A demanda, como demanda do Outro, desvela que no homem o desenvolvimento não ocorre naturalmente por meio de fases, mas antes está calcado nas intervenções da demanda do Outro no circuito pulsional do bebê, como a passagem da pulsão oral à pulsão anal (Jerusalinsky, 2010). Não há um processo de maturação libidinal, mas uma relação a dois, na qual o sujeito se encontra em disjunção e conjunção com a demanda do Outro (Quinet, 2000).
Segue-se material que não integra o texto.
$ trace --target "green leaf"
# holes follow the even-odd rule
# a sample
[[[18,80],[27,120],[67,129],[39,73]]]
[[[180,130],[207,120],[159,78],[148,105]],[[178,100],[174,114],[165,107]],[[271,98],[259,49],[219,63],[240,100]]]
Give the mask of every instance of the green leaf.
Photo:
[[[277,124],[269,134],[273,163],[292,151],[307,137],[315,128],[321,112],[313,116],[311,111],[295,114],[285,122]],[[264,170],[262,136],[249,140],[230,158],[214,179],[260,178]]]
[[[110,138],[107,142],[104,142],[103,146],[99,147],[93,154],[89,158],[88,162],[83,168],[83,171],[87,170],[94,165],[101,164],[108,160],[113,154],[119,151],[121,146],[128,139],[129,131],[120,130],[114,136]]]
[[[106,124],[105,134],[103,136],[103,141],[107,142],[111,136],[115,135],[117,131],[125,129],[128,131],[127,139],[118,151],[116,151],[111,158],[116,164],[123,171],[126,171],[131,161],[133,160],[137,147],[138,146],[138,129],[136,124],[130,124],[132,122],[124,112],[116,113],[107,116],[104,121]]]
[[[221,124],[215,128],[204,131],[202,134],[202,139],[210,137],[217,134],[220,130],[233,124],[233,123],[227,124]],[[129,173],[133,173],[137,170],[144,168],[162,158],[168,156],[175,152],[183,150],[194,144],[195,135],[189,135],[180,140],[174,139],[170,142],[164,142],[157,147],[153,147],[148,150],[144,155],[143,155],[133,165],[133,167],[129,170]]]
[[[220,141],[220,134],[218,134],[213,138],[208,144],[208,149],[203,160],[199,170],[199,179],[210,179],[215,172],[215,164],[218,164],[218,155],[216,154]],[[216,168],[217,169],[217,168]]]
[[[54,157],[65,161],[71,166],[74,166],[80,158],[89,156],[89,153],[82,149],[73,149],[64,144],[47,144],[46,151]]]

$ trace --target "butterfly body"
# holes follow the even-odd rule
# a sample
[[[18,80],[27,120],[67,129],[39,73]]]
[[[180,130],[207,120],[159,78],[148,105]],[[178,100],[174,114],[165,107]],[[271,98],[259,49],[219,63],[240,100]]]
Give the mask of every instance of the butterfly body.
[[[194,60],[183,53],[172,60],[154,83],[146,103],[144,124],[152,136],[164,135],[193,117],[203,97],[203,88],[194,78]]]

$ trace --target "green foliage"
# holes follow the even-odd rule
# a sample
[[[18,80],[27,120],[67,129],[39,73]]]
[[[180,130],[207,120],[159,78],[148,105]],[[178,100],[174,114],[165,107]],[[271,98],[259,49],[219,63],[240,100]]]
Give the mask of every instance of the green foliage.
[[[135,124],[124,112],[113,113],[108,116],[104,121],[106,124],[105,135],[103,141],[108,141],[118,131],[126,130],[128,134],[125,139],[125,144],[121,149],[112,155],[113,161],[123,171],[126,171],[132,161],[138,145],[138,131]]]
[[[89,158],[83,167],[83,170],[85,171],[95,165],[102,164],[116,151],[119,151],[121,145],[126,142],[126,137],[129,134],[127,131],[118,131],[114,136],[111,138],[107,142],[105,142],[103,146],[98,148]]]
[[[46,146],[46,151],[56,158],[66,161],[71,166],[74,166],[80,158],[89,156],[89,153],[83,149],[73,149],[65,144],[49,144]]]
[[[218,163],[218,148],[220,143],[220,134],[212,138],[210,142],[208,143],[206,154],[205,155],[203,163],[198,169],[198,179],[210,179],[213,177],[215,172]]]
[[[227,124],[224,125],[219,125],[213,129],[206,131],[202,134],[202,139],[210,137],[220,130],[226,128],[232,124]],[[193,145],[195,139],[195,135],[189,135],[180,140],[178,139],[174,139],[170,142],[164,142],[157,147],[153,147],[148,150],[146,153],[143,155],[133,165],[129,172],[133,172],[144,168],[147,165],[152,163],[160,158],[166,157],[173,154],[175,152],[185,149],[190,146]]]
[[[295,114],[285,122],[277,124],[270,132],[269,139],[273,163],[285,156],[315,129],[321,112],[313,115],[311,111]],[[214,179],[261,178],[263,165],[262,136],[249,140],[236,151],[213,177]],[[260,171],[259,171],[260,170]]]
Nesse sentido, quando o bebê grita, a mãe supõe um pedido, que é interpretado como uma demanda por satisfação dirigida a ela. A demanda pode ser entendida como um apelo na busca por complementação através de um objeto que poderia satisfazer o sujeito. Na demanda fica implícito o desejo na busca pelo objeto perdido:
Na demanda há sempre um pedido de restituição de um status quo ante, de um estado anterior de complementação que o sujeito supõe existir ou ter existido.... O desejo é justamente a busca, a procura daquele objeto suposto da primeira experiência fictícia de satisfação, que nunca existiu, mas é um postulado necessário a Freud para constituir o objeto como faltante e sua conseqüente busca por parte do sujeito. (Quinet, 2000, p. 88).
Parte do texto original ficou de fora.